Psicólogos e pedagogos traçam perfil da criança para listar opções de colégios

Falta de tempo e de segurança para tomarem sozinhos uma decisão que consideram determinante na formação dos filhos estão fazendo com que pais procurem ajuda profissional para escolher a escola. Psicólogos e pedagogos têm se especializado em dar consultoria nessas situações.
“A procura por esse serviço aumentou com a quantidade e a diversidade de escolas e também com a insegurança dos pais sobre como educar.
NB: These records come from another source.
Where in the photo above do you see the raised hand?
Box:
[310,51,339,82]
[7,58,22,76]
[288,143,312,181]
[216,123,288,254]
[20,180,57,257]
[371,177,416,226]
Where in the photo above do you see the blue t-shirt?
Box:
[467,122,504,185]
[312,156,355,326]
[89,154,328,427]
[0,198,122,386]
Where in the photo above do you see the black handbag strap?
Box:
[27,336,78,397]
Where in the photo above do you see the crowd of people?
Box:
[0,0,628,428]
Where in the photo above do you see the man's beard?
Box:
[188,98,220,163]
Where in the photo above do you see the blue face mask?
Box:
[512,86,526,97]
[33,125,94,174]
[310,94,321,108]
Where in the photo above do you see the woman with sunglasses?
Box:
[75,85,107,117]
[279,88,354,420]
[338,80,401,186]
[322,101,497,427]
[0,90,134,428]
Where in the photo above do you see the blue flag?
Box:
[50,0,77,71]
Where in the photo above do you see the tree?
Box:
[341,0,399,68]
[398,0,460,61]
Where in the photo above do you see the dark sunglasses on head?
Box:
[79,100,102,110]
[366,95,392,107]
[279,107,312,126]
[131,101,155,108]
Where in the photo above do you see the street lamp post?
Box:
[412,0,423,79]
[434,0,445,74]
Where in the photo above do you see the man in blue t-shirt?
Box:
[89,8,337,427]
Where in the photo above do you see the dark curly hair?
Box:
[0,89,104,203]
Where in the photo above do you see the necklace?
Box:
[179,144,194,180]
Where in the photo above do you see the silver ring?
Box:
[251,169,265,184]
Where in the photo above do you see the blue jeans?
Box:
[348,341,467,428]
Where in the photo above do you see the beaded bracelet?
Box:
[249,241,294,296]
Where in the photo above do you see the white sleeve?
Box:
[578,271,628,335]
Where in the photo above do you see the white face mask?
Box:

Muitos chegam aqui sem saber como orientar e impor limites aos filhos, o que se reflete na hora de escolher a escola”, diz a psicopedagoga Silvia Amaral de Mello Pinto, coordenadora da Elipse Clínica Multidisciplinar.

Em linhas gerais, o trabalho do consultor começa com uma reunião com a família para traçar o perfil dos pais e da criança. “Procuramos detectar quais são os valores do casal e chegar a um denominador comum entre eles [o pai e a mãe], porque muitos têm divergências entre si”, diz Silvia.

Em seguida, são listados os critérios considerados essenciais pelo casal e outros fatores em ordem de importância. A terceira etapa consiste em visitas às escolas previamente selecionadas, com ou sem o acompanhamento da família.
“Em cada escola, preencho uma ficha na qual avalio desde o tipo de piso e de brinquedos até a higiene e o cardápio oferecido”, diz a psicóloga e pedagoga Cristiana Teixeira, especializada em educação infantil. No último encontro, os pais vão para casa com os nomes de algumas escolas que se encaixam no perfil dos filhos para chegarem a uma conclusão.

Embora sirva de orientação para os pais, a consultoria profissional não oferece soluções mágicas -para Silvia, “é uma parceria na qual a opinião dos pais deve prevalecer”.
Segundo ela, uma das falhas que os pais costumam cometer é basear os seus critérios nas experiências vividas durante a sua infância. “O mais importante é que eles façam a escolha baseados no que eles são agora e em como seus filhos realmente são”, afirma Silvia.

O arquiteto Arthur Casas buscou ajuda especializada antes de escolher o colégio da filha Nina, 4, mas ficou decepcionado com o resultado. “Não adiantou nada. A psicóloga fez uma indicação que não combinava. A escola nem era bilíngüe, como eu queria”, conta.